Notice that the minima, maxima, and counts are not correct. In the next part, you're going to fix these.

---

### Part 3
Follow the tasks indicated in the cells.

In [None]:
# Task 1. Recommended: run this cell to install the Python interactive debugger in Colab.
# For details on how to install and use, see https://zohaib.me/debugging-in-google-collab-notebook/
#!pip install -Uqq ipdb

In [None]:
# Task 2. Recommended: import this cell if you want to use the interactive debugger.
#import ipdb

In [18]:
# Task 3. Run this cell once each time you process the data.
import urllib.request

url = 'https://raw.githubusercontent.com/uiuc-cse/data-fa14/gh-pages/data/iris.csv'
response = urllib.request.urlopen(url)

In [19]:
# Task 4. Follow the comments and complete the TODO's below.

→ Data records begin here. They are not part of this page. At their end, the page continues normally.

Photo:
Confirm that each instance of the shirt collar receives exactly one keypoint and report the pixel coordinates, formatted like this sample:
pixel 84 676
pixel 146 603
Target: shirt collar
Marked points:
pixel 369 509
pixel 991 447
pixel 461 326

# We use this import only to get the maximum float value but it's kind of overkill
# because the maximum flower measures are less than 10.
import sys
MAX_FLOAT = sys.float_info.max

# This contains the maximum (so far) measurements.
maxes = [ -MAX_FLOAT, -MAX_FLOAT, -MAX_FLOAT, -MAX_FLOAT ]

# This contains the minimum (so far) measurements.
mins = [ MAX_FLOAT, MAX_FLOAT, MAX_FLOAT, MAX_FLOAT ]

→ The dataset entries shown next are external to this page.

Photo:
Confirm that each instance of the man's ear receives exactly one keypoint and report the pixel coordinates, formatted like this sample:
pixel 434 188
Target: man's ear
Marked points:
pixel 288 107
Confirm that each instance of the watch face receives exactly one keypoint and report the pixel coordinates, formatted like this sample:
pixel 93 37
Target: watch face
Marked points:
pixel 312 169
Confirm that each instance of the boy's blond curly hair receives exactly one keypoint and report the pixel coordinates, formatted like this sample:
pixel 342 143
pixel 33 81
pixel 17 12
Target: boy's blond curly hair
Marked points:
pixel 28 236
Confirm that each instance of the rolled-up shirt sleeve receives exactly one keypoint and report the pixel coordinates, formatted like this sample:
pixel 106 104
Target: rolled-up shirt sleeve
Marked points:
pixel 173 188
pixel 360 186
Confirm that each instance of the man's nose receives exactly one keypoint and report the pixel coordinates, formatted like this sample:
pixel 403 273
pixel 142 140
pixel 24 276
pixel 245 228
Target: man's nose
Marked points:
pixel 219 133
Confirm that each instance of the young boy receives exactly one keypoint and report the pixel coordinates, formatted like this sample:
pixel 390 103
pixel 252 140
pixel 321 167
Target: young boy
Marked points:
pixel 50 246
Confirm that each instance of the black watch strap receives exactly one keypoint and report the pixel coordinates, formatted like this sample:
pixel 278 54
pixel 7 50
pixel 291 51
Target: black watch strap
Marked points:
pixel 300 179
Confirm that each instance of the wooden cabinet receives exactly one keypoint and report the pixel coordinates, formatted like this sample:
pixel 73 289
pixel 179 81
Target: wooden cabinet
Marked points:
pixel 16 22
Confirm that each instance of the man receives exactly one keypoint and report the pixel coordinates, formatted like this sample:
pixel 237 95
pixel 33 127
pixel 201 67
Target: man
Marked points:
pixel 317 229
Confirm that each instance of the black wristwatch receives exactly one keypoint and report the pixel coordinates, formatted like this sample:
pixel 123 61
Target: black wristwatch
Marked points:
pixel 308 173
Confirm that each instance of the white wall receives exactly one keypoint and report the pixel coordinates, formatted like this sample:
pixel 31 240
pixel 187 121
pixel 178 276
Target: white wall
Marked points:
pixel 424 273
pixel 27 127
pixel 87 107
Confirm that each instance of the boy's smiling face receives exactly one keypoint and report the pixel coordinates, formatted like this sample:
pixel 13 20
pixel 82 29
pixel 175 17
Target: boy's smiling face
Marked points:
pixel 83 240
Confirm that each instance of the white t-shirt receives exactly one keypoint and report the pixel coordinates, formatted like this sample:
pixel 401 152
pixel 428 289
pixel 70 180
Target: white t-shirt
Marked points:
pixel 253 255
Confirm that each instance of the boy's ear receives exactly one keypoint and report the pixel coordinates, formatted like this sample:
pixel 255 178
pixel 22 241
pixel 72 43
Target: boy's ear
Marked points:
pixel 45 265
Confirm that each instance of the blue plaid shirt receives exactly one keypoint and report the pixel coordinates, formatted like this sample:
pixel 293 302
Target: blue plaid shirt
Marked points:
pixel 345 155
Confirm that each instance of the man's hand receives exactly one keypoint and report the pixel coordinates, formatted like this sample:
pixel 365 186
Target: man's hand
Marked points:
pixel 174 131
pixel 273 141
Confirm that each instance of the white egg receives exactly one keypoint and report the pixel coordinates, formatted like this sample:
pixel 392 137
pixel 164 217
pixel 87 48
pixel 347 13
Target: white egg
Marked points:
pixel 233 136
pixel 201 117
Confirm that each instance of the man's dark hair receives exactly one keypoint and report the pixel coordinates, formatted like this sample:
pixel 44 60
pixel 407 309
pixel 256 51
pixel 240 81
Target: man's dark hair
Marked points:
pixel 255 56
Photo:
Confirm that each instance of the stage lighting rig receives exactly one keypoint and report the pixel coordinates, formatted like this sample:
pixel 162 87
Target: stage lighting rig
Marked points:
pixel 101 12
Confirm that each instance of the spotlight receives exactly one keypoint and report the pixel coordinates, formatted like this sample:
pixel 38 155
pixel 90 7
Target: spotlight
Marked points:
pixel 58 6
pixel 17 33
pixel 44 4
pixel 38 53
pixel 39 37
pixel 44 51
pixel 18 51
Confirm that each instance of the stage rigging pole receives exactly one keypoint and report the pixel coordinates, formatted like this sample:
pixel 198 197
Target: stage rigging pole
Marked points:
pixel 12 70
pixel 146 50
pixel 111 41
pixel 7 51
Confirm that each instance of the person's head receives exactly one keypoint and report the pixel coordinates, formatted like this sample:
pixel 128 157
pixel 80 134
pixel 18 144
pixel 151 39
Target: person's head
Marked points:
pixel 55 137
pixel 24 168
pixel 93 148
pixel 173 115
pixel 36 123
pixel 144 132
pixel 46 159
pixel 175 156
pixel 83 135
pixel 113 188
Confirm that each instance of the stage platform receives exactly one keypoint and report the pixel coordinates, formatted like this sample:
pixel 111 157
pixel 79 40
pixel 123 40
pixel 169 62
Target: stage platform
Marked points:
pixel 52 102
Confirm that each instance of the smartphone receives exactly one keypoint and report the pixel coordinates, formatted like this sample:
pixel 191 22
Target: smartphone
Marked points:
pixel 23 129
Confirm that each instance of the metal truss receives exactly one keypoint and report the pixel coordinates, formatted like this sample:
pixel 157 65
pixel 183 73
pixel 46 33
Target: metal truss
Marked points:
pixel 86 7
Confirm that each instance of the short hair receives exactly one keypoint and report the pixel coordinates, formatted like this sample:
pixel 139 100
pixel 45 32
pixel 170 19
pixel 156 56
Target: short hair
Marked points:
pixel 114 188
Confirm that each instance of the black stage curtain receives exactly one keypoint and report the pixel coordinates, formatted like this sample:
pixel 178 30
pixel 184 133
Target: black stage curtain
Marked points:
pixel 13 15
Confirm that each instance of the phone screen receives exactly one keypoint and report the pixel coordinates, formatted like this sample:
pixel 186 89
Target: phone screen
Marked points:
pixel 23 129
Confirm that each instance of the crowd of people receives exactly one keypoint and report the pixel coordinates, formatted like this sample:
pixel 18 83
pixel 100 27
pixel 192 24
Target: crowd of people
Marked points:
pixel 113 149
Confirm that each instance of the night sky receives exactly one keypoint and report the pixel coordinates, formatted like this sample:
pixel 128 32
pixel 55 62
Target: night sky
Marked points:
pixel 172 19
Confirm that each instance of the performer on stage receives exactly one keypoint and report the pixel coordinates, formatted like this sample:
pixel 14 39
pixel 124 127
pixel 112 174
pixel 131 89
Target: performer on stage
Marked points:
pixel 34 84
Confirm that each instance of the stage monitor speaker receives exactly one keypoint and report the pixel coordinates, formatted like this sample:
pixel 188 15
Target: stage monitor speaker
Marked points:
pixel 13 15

# This contains the known species and their counts (so far).
cats = {'setosa':0,'versicolor':0,'virginica':0}

# Skips the header row which we don't need.
response.readline()

# Process line by line as Iris.csv is organized this way.
for line in response:
    # Decode each line from bytes to string and remove leading/trailing whitespace
    line = line.decode('utf-8').strip()

    # Split the line into fields.
    values = line.split(",")

    # Hint: in TODOs #2-4 below, try a list comprehension.
    # For more details on FP, see https://docs.python.org/3/howto/functional.html

    # Convert each field to a float -- except the last which is a category.
    numbers = [values[0], values[1], values[2], values[3]]
    nums = list(map(float, numbers))
    iris = values[4].strip()

    # Get the maxes and mins of each field.
    for x in range(0,4):
      if nums[x] > maxes[x]:
        maxes[x] = nums[x]

      if nums[x] < mins[x]:
        mins[x] = nums[x]

    # Get the species and increment the corresponding category.
    if iris == 'setosa':
        cats['setosa'] += 1
    if iris == 'versicolor':
        cats['versicolor'] += 1
    if iris == 'virginica':
        cats['virginica'] += 1

    # Uncomment this line as a breakpoint to do single-step debugging, if needed.
    #ipdb.set_trace(context=1)
    # Process the line as needed.
    # Comment this line when done -- we know the contents
    # print(line)

# Close the response
response.close()

print(f'maxes: {maxes}')
print(f'mins: {mins}')
print(f'cats: {cats}')

maxes: [7.9, 4.4, 6.9, 2.5]
mins: [4.3, 2.0, 1.0, 0.1]
cats: {'setosa': 50, 'versicolor': 50, 'virginica': 50}


### Deliverables
1. Share this notebook as viewable only. Do not remove the ouputs.
2. Copy the link and paste it into the assignment shell for submission.
3. Upload the .xlsx you created in Part 1.
4. Complete the submission [flight checklist](https://docs.google.com/spreadsheets/d/1lgCttHGUIbCUTrd0TZIm4Nxfy8wy3jnIvNv7cUPJ-Gw/edit?usp=sharing).
4. When done, export the checklist as lab02-checklist.pdf, and upload it to the assignment shell.